Abstract:Background subtraction is a fundamental task in computer vision with numerous real-world applications, ranging from object tracking to video surveillance. Dynamic backgrounds poses a significant challenge here. Supervised deep learning-based techniques are currently considered state-of-the-art for this task. However, these methods require pixel-wise ground-truth labels, which can be time-consuming and expensive. In this work, we propose a weakly supervised framework that can perform background subtraction without requiring per-pixel ground-truth labels. Our framework is trained on a moving object-free sequence of images and comprises two networks. The first network is an autoencoder that generates background images and prepares dynamic background images for training the second network. The dynamic background images are obtained by thresholding the background-subtracted images. The second network is a U-Net that uses the same object-free video for training and the dynamic background images as pixel-wise ground-truth labels. During the test phase, the input images are processed by the autoencoder and U-Net, which generate background and dynamic background images, respectively. The dynamic background image helps remove dynamic motion from the background-subtracted image, enabling us to obtain a foreground image that is free of dynamic artifacts. To demonstrate the effectiveness of our method, we conducted experiments on selected categories of the CDnet 2014 dataset and the I2R dataset. Our method outperformed all top-ranked unsupervised methods. We also achieved better results than one of the two existing weakly supervised methods, and our performance was similar to the other. Our proposed method is online, real-time, efficient, and requires minimal frame-level annotation, making it suitable for a wide range of real-world applications.
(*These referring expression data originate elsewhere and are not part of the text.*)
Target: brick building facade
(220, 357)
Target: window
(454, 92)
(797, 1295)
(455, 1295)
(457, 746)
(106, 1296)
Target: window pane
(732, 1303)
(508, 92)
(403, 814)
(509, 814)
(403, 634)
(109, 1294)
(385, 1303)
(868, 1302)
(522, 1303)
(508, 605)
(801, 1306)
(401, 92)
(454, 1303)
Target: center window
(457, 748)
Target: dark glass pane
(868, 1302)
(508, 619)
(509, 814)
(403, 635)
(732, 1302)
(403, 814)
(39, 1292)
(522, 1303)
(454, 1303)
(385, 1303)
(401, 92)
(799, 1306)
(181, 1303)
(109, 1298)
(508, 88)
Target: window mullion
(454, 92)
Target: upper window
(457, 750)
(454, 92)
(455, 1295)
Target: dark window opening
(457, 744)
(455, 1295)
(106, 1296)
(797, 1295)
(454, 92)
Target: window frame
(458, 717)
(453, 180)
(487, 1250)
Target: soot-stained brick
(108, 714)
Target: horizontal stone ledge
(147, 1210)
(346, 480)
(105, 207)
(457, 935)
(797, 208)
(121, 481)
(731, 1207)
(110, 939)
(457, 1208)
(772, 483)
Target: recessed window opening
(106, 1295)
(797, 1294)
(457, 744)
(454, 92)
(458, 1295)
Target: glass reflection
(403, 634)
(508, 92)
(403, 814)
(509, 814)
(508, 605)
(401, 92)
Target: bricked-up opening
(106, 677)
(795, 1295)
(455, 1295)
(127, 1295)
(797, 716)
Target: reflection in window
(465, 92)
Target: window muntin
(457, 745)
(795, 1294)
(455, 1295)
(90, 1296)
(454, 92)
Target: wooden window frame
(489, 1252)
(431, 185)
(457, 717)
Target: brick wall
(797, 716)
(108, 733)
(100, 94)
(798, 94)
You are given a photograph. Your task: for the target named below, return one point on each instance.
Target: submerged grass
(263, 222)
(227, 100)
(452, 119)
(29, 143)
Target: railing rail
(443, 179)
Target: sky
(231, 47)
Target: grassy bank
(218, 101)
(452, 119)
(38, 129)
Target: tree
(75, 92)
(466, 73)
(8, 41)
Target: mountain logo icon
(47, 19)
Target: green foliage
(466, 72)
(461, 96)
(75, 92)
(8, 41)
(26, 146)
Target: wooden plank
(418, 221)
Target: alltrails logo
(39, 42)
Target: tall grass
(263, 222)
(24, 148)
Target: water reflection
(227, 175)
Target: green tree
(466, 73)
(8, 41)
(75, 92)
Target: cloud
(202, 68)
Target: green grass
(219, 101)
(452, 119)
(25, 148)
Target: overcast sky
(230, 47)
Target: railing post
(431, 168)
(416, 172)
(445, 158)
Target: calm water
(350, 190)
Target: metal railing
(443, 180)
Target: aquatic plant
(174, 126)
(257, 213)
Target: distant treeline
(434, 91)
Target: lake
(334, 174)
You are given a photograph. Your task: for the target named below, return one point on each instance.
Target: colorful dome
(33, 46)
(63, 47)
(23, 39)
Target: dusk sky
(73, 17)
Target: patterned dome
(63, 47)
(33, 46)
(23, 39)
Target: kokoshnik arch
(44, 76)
What problem does this paper attempt to address?
The paper attempts to address the problem of real-time background subtraction in dynamic backgrounds. Background subtraction is a fundamental task in computer vision, widely used in object tracking, video surveillance, and other fields. However, the presence of dynamic backgrounds (such as fountains, swaying trees, water surface fluctuations, etc.) poses a significant challenge to background subtraction, as these dynamic changes may be mistakenly detected as foreground objects, thereby affecting the performance of the algorithm.
Traditional background subtraction methods, such as those based on statistical approaches and dynamic feedback mechanisms, have limitations when dealing with dynamic backgrounds. In recent years, although deep learning-based methods have made significant progress in background subtraction tasks, these methods usually require pixel-level annotated data for supervised training, which is not only time-consuming but also costly.
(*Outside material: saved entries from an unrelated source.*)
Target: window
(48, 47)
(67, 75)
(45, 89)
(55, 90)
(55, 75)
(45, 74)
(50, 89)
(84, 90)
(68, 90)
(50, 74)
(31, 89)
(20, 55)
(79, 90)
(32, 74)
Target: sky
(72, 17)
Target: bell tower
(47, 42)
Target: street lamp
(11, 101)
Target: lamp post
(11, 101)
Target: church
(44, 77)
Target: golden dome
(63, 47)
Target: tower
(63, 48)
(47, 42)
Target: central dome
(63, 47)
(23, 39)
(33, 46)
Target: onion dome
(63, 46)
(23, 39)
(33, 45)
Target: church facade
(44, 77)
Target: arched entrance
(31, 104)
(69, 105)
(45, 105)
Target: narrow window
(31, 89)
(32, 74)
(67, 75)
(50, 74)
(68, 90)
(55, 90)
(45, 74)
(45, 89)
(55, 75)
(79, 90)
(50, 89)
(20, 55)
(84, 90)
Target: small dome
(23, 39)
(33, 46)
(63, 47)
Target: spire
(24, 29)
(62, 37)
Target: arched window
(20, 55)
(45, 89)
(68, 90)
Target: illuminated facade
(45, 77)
To address these issues, the paper proposes a weakly supervised framework that can perform background subtraction without relying on pixel-level ground truth labels. Specifically, the framework utilizes two neural networks: an Autoencoder to generate static background images, and a U-Net to predict dynamic background images. Through this approach, the paper aims to provide an efficient, real-time, and cost-effective solution, particularly suitable for background subtraction tasks in dynamic background scenarios.